I use this fragent shader (inspired from some tutorial found on the NVIDIA site some time ago). It basically compute bi-linear interpolation of a 2D texture.
uniform sampler2D myTexture;
uniform vec2 textureDimension;
#define texel_size_x 1.0 / textureDimension[0]
#define texel_size_y 1.0 / textureDimension[1]

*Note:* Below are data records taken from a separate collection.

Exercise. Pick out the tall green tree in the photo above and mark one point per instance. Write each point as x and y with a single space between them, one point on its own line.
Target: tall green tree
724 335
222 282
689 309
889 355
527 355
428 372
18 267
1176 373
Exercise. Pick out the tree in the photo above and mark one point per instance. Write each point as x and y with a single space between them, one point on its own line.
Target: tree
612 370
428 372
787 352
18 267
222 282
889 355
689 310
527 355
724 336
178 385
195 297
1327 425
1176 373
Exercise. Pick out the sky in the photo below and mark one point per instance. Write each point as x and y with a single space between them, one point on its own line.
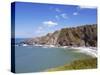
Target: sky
36 19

vec4 texture2D_bilinear( sampler2D texture, vec2 uv)
{
vec2 f;
uv = uv + vec2( - texel_size_x / 2.0, - texel_size_y / 2.0);
f.x = fract( uv.x * textureDimension[0]);
f.y = fract( uv.y * textureDimension[1]);
vec4 t00 = texture2D( texture, vec2(uv));
vec4 t10 = texture2D( texture, vec2(uv) + vec2( texel_size_x, 0));
vec4 tA = mix( t00, t10, f.x);
vec4 t01 = texture2D( texture, vec2(uv) + vec2( 0, texel_size_y));
vec4 t11 = texture2D( texture, vec2(uv) + vec2( texel_size_x, texel_size_y));
vec4 tB = mix( t01, t11, f.x);
vec4 result = mix( tA, tB, f.y);
return result;
}
It looks quite simple and strait-forward. I recently test it on several ATI cards (latest drivers ...) and I get the following result :
(Left : Nearest neighbor) (Right : sharder in use)

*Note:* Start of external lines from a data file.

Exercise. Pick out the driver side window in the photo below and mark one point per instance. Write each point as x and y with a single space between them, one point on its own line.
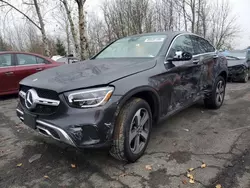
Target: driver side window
181 43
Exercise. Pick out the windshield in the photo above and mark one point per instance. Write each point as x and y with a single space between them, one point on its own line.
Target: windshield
136 46
236 55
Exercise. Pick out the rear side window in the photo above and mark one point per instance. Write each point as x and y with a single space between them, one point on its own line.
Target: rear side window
181 43
5 60
23 59
206 45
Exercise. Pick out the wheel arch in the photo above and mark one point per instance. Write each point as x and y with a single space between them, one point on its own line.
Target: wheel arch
146 93
224 75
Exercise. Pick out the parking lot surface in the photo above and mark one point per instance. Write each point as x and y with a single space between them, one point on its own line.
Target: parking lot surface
219 139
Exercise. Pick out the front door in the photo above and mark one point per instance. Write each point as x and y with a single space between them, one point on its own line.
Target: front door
185 89
206 57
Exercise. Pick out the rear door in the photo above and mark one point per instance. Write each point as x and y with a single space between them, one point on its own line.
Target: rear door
7 77
26 65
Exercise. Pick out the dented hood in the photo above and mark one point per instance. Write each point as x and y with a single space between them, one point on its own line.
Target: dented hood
87 73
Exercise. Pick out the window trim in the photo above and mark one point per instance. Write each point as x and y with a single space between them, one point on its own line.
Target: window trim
190 34
12 60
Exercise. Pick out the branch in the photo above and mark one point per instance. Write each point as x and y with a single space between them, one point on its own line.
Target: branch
21 13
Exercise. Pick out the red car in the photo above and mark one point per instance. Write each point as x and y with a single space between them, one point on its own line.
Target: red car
14 66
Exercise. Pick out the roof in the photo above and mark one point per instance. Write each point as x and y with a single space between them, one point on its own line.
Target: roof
172 33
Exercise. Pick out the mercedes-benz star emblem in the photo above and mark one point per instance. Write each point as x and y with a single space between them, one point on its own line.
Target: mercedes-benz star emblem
30 99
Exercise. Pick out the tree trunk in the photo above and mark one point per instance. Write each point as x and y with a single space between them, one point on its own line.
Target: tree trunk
184 13
193 15
45 40
72 27
82 31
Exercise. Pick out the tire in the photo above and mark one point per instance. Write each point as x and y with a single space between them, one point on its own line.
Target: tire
126 127
214 101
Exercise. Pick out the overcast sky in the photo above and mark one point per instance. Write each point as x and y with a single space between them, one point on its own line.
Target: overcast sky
241 8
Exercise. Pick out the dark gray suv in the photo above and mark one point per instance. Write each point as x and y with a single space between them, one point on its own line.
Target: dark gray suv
114 99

As you can see some horizontal and vertical lines appear it's important to mention these are not fixed in the view-port coordinates neither in the texture coordinates.
I had to port several shaders to make them work correctly on ATI cards, it's seems NVIDIA implementation is a little more permissive regarding bad code I wrote some time. But in this case I don't see what I should change !
Anything general I should know about differences between NVIDIA and ATI GLSL implementation to overcome this ?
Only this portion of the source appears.